I am confused.... In my thought, i expect the HAL are auto generated... Isn't that so? If i going to write myself, is there any resources that i can refer to?

0 Kudos
Altera_Forum
Honored Contributor II
529 Views

You said "custom peripheral". How can the HAL shipped with NIOS II know what the peripheral is or does? There is a HAL for all devices in SOPC that come from Altera. Anything else in a SOPC design is custom - both hardware and the HAL are user-provided. 

 

Bill
0 Kudos
Altera_Forum
Honored Contributor II
529 Views

I see.... Thank you very much for your help. I will look into customs HAL for more detail. Is there any resources that you can recommend me to?

0 Kudos
Altera_Forum
Honored Contributor II
529 Views

My thinking is most peripherals contain one or more registers (addresses) that you write to change the hardware and read to get the result.
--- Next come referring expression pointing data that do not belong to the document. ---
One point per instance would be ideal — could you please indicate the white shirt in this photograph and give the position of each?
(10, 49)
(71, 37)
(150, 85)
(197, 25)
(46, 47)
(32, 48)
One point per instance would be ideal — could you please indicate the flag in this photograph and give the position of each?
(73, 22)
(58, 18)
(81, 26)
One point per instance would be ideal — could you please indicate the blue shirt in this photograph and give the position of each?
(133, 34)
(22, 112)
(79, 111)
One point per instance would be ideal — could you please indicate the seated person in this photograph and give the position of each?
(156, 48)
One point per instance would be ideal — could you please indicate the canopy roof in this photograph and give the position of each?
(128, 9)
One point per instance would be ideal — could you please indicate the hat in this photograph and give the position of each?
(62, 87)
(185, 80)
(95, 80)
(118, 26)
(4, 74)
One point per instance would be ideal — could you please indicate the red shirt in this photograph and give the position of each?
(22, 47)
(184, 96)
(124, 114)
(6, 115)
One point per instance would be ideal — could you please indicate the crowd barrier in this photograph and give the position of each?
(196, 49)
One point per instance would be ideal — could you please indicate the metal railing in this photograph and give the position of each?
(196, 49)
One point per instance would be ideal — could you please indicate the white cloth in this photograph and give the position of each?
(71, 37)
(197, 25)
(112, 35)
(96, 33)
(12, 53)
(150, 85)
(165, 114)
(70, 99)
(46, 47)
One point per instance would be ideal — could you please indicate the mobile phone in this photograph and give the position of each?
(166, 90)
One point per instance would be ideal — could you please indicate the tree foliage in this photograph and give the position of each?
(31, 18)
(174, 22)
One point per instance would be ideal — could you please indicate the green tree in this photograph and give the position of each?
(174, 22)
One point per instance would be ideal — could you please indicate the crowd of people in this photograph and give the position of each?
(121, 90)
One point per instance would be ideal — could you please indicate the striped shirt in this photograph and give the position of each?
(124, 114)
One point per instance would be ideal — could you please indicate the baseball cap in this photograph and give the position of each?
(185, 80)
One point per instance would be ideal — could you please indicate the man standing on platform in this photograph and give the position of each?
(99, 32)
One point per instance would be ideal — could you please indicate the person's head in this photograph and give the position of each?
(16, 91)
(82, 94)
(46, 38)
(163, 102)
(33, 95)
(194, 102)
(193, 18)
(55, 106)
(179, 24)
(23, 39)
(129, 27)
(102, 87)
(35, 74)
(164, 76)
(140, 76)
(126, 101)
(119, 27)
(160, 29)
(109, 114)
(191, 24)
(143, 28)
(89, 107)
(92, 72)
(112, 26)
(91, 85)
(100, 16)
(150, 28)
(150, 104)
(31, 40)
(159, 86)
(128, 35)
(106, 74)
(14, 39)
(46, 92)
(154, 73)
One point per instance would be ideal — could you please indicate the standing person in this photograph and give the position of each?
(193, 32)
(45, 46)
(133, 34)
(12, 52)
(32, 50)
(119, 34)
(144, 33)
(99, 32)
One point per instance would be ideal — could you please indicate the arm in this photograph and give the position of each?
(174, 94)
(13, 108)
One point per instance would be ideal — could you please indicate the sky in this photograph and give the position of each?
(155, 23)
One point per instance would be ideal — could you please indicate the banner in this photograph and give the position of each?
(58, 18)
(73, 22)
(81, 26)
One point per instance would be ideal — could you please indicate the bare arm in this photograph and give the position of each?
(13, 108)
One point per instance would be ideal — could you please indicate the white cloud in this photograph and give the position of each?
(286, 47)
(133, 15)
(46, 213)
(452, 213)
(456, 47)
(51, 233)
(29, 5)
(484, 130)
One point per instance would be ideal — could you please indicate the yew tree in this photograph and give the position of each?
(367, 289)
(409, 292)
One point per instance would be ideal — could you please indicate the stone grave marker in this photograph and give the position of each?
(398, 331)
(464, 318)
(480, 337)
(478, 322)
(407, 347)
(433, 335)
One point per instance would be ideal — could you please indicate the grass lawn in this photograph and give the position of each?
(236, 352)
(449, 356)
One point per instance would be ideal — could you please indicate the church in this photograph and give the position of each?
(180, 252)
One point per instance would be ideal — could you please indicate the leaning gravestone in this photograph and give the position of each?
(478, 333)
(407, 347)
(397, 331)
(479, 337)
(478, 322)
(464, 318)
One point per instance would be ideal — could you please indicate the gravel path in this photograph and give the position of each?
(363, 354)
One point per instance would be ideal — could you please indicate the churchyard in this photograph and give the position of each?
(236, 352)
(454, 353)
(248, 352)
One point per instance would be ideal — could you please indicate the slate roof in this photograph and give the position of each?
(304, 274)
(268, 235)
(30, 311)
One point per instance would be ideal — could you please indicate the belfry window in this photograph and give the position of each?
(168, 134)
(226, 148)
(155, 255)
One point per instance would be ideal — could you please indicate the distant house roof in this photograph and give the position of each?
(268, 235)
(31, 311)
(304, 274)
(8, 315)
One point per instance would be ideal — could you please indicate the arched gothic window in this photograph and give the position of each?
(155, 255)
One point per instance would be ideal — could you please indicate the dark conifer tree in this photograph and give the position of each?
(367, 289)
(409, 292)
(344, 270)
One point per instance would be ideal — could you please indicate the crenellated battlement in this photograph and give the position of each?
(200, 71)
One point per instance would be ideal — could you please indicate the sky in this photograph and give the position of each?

We have an internet checksum hardware module in SOPC. We write the base address to checksum to a register and the size in bytes to another register. That second write kicks off the hardware loop to read and checksum. A register is read until the hardware is done - the hardware sets a "done" bit. Then we read a second register which contains the internet checksum. 

 

Our HAL for this was imply an H file with the function: 

 

u16 CalcInternetChecksum(u8 *buffer, u32 length); 

 

And we use a C function that writes and reads the registers per the above description. We simply used IOWR and IORD to the# define of the BASE address in System.h (which is the peripheral name). System.h has something like: 

 

# define INTERNET_CHECKSUM_0_BASE 0x04001000And our H file also has# defines which are custom register offsets from the base address of the peripheral. 

 

# define CHECKSUM_ADDR 0 // start addr# define CHECKSUM_LEN 1 // length# define CHECKSUM_DONE 2 // non-0 when done, 0 otherwise# define CHECKSUM_RESULT 3 // checksum resultOur hardware designer defined in his Verilog code these offsets (which are 32-bit registers). 

 

For example, this is an example checksum function: 

 

u16 CalcInternetChecksum(u8 *buffer, u32 length) { IOWR(INTERNET_CHECKSUM_0_BASE, CHECKSUM_ADDR, (u32) buffer); IOWR(INTERNET_CHECKSUM_0_BASE, CHECKSUM_LEN, length); while(IORD(INTERNET_CHECKSUM_0_BASE, CHECKSUM_DONE)==0) ; // Loop til done return IORD(INTERNET_CHECKSUM_0_BASE, CHECKSUM_RESULT); }If the base address changes in SOPC, this code will adjust to that. If the designer were to change the register offsets in the Verilog, then *I* would have to update the H file that contains those# defines. 

 

The only thing SOPC did for me was to export the base address into System.h. That's all I need from it to write the rest of this simple HAL. 

 

I hope this example is helpful! 

Bill
0 Kudos
Altera_Forum
Honored Contributor II
529 Views

There are multiple ways to do this depending upon your HDL module. You can include your own module as a custom instruction in the SOPC Builder, as you've suggested. A simpler method would be to interface with the PIO ports. This would require instantiating your module in the high-level HDL file in Quartus, then connect your Nios2 PIO ports to your module. 

 

For example, if you have a Verilog module that outputs a single number as a result of two inputs, simply generate 3 PIOs in your SOPC builder and connect. Your Nios program would write a number to each output PIO, then read from the input PIO after a minimum timing requirement. 

 

On the other hand, if your module requires a large amount of data stored in SDRAM (i.e. computing an md5 hash), then using the PIOs might not be such a good idea since they won't have access to the Avalon-MM bus. 

 

A 3rd method would be to create your own Avalon-MM component, which would require the most amount of programming.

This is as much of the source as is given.